Judge Marian O’Leary was told Mr O’Meara sustained a broken tooth and a bruised jaw as a result of being struck.

Being cross-examined by solicitor Brendan Gill, representing Mr Keane, the witness agreed he had not identified himself as the bar manager to his client.

When asked why there was no CCTV footage of the incident from any of the 16 cameras in the pub, Mr O’Meara said the system was not working on the night and that he no any explanation as to why.

He denied suggestions he had threatened to “f***” Mr Keane “out the door” or that he had kicked him in the middle of the street after he had been ejected from the pub.

“I wasn’t in any condition to kick anyone,” he said.

In his evidence, Mike Enright said he had had been drinking in the pub on the night and that when he returned from the smoking area his can of cider was gone.

He said he had a few words with another customer – who he did not know – and that he then “just saw Richie [Richard O’Meara] going down like a flash”.

He told Inspector Ronan McDonagh he didn’t see any blows being struck and that things “fizzled out quickly” once Mr Keane was removed from the premises.

Another customer, Kevin O’Callaghan, said while he was playing darts the defendant, who he said was “in good spirits”, was hitting the bar with his hand.

He said when Richard O’Meara intervened in the argument he “just buckled down onto his hunkers”.

Mr O’Callaghan said while he did not see a punch being thrown by the defendant, he saw a “movement of his right hand”.

Derry O’Meara told the court that when the defendant arrived in the pub with a friend they “already had drink taken” but that Gearoid McCarthy, who was working behind the bar on the night, said he knew them and vouched for them.

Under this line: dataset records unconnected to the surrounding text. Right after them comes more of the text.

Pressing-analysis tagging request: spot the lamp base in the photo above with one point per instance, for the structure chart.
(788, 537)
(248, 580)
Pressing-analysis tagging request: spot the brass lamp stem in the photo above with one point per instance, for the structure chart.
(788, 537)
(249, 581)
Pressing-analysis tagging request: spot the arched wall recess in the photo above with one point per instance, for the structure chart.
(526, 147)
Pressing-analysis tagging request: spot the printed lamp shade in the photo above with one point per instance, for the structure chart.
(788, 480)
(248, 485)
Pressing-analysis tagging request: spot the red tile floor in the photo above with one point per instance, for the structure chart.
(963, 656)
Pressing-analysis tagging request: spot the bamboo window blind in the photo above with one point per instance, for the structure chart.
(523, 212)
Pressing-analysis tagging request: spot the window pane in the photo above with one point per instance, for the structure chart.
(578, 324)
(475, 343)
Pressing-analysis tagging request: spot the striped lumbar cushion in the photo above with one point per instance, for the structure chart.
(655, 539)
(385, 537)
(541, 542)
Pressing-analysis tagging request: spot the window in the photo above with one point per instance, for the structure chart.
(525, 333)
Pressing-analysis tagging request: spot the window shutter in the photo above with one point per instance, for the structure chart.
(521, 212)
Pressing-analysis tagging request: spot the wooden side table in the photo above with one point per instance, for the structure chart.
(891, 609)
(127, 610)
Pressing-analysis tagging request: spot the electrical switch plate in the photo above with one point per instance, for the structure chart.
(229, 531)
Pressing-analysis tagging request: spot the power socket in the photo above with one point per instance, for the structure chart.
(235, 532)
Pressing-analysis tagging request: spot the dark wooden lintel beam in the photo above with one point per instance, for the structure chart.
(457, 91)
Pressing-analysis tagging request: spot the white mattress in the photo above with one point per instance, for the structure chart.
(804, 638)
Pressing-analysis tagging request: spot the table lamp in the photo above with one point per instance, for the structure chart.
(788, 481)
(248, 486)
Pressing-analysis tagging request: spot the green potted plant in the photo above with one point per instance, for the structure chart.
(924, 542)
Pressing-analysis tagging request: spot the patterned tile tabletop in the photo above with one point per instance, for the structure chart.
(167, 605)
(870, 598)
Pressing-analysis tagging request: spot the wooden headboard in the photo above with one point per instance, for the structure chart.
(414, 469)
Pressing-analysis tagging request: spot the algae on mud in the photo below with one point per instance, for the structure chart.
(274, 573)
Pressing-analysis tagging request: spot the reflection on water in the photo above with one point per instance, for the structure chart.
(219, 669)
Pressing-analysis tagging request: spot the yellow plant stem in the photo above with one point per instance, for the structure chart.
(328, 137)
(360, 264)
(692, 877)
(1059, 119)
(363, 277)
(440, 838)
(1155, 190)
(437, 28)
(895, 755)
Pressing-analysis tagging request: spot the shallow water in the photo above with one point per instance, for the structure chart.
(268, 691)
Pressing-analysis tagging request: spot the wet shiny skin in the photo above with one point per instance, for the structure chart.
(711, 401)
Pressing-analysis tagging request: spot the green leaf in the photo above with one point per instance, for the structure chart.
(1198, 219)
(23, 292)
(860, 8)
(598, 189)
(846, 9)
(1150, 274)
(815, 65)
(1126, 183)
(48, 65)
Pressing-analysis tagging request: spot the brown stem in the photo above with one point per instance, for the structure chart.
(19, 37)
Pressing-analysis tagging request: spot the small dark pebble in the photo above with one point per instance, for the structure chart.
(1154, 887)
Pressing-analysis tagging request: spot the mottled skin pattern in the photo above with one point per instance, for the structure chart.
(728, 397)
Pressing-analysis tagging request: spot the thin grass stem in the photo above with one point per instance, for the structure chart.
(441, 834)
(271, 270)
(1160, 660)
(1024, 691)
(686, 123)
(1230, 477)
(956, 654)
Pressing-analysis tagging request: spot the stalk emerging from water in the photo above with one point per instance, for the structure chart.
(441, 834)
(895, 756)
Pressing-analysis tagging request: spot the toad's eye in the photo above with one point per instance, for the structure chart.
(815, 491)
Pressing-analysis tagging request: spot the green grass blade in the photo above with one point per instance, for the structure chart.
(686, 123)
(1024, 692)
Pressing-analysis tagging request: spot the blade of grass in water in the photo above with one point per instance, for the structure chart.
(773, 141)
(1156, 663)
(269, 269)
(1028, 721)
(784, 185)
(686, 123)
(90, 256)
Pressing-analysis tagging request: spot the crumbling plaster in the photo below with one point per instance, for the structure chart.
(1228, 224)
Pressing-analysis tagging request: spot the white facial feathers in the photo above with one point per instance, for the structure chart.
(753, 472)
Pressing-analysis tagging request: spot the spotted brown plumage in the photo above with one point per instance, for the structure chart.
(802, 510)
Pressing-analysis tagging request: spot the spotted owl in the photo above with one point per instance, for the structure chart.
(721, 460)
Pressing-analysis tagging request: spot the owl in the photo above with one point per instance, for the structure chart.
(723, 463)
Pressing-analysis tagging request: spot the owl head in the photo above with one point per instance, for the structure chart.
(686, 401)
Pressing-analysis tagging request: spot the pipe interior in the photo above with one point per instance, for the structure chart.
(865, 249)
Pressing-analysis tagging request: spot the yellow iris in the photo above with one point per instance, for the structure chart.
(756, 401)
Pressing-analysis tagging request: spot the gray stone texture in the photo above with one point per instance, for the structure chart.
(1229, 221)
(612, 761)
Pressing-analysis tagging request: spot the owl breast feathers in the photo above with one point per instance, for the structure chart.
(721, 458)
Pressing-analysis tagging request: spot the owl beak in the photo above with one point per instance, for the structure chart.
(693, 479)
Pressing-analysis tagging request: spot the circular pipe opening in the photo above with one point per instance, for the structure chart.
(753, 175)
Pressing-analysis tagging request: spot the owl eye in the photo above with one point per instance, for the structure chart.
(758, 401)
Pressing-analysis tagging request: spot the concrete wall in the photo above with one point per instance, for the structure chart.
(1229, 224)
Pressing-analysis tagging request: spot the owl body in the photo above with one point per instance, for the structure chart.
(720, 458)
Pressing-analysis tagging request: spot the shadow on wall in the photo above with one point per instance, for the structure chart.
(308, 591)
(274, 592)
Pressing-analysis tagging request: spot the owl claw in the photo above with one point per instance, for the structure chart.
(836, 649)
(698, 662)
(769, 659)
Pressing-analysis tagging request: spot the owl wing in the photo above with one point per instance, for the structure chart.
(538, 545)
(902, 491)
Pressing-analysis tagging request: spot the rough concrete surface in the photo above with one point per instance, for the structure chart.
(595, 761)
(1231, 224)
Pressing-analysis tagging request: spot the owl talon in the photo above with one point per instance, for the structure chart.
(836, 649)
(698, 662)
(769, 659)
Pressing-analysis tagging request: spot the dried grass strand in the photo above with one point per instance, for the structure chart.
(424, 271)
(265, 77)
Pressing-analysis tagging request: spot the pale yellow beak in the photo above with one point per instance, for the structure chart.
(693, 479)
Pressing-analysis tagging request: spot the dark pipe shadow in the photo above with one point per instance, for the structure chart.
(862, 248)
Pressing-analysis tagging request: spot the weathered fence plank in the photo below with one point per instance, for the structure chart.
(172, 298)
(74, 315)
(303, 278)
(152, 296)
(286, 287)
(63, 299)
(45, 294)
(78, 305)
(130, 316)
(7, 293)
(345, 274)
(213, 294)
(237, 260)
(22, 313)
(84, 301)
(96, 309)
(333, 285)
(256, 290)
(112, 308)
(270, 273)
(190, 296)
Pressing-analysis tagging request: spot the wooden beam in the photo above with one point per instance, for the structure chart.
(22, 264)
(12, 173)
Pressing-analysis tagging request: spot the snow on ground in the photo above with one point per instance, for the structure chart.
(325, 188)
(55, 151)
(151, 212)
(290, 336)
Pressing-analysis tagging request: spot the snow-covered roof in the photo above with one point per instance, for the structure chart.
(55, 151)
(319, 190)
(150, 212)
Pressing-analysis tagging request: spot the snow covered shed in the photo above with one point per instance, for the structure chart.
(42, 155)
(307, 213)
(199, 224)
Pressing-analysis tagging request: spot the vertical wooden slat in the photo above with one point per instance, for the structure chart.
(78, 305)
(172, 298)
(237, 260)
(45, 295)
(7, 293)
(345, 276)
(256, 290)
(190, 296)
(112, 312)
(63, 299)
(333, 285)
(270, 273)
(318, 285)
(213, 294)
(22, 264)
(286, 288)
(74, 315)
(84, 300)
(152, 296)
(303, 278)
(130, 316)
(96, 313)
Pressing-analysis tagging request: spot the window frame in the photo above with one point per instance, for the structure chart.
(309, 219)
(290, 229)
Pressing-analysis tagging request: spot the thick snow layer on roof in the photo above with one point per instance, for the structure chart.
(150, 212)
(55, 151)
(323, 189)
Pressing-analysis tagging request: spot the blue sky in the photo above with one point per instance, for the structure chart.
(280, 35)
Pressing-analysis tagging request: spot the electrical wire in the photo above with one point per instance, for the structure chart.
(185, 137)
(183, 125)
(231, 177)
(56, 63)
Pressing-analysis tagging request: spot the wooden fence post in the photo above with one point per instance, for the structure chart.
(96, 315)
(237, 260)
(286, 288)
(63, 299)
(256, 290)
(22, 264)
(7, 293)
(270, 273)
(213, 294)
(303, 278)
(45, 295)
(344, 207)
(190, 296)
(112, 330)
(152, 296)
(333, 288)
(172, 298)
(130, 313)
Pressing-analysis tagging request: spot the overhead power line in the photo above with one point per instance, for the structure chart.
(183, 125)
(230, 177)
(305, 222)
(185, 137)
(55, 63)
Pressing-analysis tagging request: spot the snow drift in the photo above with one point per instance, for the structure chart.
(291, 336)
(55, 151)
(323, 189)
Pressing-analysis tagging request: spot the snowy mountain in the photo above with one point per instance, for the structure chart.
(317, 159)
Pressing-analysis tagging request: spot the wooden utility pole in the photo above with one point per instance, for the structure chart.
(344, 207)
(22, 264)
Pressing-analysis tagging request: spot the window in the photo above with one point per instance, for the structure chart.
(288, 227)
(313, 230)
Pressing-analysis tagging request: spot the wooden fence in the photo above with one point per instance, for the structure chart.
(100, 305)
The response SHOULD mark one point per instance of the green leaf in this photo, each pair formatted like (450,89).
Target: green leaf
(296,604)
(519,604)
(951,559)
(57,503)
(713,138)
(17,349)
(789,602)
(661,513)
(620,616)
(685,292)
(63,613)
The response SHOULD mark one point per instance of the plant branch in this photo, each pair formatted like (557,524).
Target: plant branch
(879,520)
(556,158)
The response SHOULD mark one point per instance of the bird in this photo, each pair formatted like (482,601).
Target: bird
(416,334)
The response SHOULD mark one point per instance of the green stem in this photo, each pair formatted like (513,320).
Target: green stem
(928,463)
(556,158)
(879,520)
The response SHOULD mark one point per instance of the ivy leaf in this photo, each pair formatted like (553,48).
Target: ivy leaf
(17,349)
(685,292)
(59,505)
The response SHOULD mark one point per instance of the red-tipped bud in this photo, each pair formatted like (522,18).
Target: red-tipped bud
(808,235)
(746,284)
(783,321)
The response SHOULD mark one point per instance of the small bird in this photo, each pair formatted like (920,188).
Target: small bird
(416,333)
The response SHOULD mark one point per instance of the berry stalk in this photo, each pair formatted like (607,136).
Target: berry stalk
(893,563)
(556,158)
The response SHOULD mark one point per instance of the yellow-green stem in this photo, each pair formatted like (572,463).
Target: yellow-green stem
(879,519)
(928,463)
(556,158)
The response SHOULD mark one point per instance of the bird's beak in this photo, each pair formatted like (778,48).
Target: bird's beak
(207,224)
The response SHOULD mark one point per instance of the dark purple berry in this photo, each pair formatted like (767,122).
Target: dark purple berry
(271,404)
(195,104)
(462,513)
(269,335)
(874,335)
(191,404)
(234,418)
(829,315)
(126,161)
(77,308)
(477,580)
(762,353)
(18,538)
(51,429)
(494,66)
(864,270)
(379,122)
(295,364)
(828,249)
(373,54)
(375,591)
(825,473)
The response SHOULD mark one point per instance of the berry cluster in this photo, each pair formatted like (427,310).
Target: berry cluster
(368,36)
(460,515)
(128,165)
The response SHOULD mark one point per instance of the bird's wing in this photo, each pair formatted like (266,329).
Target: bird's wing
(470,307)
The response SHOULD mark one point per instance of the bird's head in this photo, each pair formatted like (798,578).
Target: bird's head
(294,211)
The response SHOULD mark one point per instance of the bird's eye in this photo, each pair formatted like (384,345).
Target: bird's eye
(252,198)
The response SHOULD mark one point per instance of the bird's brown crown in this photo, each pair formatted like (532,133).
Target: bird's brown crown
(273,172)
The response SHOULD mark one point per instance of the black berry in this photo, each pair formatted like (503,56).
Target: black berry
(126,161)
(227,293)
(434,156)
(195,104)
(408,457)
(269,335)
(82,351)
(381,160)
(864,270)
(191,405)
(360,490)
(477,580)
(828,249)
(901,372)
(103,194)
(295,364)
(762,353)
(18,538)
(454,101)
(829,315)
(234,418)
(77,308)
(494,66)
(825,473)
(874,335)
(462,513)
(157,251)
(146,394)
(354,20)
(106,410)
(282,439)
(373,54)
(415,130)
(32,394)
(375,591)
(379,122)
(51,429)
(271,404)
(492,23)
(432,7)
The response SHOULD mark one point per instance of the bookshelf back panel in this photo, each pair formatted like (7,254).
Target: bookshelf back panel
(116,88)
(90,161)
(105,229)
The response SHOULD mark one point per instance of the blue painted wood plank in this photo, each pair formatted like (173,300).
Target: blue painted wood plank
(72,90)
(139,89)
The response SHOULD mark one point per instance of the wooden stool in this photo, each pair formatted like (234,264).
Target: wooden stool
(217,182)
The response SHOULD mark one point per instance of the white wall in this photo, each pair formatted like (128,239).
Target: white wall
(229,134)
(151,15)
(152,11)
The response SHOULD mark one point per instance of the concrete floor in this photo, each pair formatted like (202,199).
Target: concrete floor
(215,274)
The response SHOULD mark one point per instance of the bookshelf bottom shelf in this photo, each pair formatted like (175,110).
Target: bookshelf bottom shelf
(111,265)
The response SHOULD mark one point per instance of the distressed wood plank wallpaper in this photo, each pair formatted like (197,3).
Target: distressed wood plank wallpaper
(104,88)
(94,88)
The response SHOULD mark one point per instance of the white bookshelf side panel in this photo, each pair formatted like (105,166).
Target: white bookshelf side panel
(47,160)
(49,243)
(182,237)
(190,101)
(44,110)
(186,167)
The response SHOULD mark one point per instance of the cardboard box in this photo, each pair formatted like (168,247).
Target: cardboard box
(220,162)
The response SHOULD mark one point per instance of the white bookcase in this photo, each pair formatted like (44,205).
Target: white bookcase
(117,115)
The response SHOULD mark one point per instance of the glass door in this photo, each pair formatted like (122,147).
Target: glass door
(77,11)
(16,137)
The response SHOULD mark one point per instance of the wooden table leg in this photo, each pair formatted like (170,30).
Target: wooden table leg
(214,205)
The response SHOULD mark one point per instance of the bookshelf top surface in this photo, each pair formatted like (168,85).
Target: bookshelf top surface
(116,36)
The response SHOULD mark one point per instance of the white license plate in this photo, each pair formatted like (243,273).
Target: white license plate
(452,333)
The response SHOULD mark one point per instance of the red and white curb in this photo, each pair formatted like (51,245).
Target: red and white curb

He later became aware of a dispute between a number of customers and that Mr Keane “just left fly with his fists” knocking his son to the ground.

Mr O’Meara described how he then placed Mr Keane in a headlock and brought him out of the premises.

He said following a minor scuffle outside the defendant took off his shirt and ran back towards the pub but was blocked by a customer who “put up his knee”.

When asked by Mr Gill about the lack of CCTV footage, Mr O’Meara said the system was actually working on the night and that it was only the monitor that was broken.

He agreed that had the CCTV footage of the incident been downloaded, “it would have been helpful”.

When asked, Mr O’Meara said he didn’t see his son kick the defendant after he had been brought outside.

In his evidence, Mr Keane said he had been out to watch the Ireland versus Australia rugby match earlier in the evening and that he had around five pints in another pub in the village before moving to Derry’s Bar, where he had “two or three” more pints.

He said while he and his nephew were arguing with Mike Enright, who is known as “Mickser” another man approached him from the right and threatened to put him through the door.

“He made a go for me and I threw my hand out and connected with his chin,” he said, claiming that he was punched and kicked in the stomach by customers as he was being ejected by Derry O’Meara.

He said Richard O’Meara kicked later him on the side of the shoulder in the middle of the street.

“I regret the incident, it has been a year of a nightmare,” he said adding that while he made a formal complaint to gardai [that he was kicked], he was told he didn’t have a case.

Despite submissions from Mr Gill questioning the credibility of several prosecution witnesses, Judge O’Leary convicted Mr Keane saying the State had proven its case “based on the facts”.

Mr Gill said his client, who has 11 previous convictions, has a “chequered enough past” but is not of a violent disposition.

He said he has “an excellent work history” and he informed the court that separate civil proceedings have been initiated.

After being informed the defendant is willing to carry out community service, Judge O’Leary said she is considering a penalty of 60 hours in lieu of a month’s imprisonment.

The case was adjourned to July 24 for a community service report.